You walk on. Time passes, you seem sure of it. The roar of water fades somewhat; underneath the adrenaline-fueled edge of excitement, paranoia begins to eat at you. You keep walking, yet the tunnel doesn't change. Are you really getting anywhere? Have you been walking in a circle? How long have you been down here, anyway? Minutes? Hours? In a place like this, reality seems malleable, subjective, and it's easy to believe your mind is playing tricks on you. With no-one else here to voice your thoughts to, you keep them to yourself, and continue, one foot in front of the other, as you have been for what seems like ages.

Suddenly, without any warning, the tunnel ends. The floor continues in front of you, but the walls and ceiling open up into what seems like nothingness. There is still loud white noise coming from all around; after this time, you perceive it more as a subaudible pressure than a sound. Yet, here, the character of the sound, the pressure, changes to something lower, duller.

You walk forward. The floor has become well-worn red brick, like they used to pave streets with, fifty years ago. There seems to be nothingness stretching away in all directions but down. You adjust your flashlight beam, and shine it around, subconsciously cautious. What you see takes a few moments to process, and understand.

Concrete has given way to brick, and also stone. High above you and the slippery bricks beneath your feet, rises arched stonework. Scale seems impossible to judge; how high is that ceiling? Fifty feet? A hundred? You step towards one wall, and the scale of each block of stone becomes apparent. Slightly over one foot by two, and who knows how deep, each of these cut and dressed stones probably weighs more than you do. You guess they stretch some twenty feet above you, in a curved display of masonry more suited to a castle entrance than a storm sewer. You walk on, careful of your footing on the slippery bricks; the stonework continues far longer than the thickness of any castle wall. A hundred paces, two hundred; you stop counting as the scale of your location hits you.

For many, it's experiences like this that make urban exploration worthwhile.
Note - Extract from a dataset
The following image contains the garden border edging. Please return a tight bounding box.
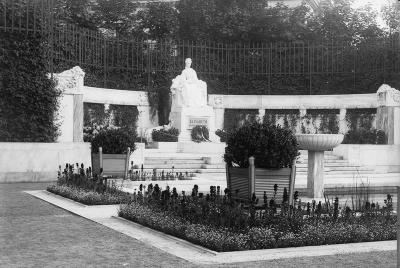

When we speak of knowing about, and going, places few others know exist, it's not attics and crawlspaces we're talking about, it's places like this drain. Seeing, experiencing such an incredible architectural feat, buried thirty feet below the city, that tens of thousands pass over every day without realizing it's existance, is exhilirating. In a lot of ways, the hidden, unknown nature of these places makes the experience all the more powerful. The beauty, the majesty, the sheer unbelievable improbability of it all combine to produce something akin to a spiritual experience. The first time you have such an experiencing, it's magical, an awakening that forces you to confront a lot of your assumptions about the world. Urban explorers don't change the places they go; rather, it's the locations we explore that change us.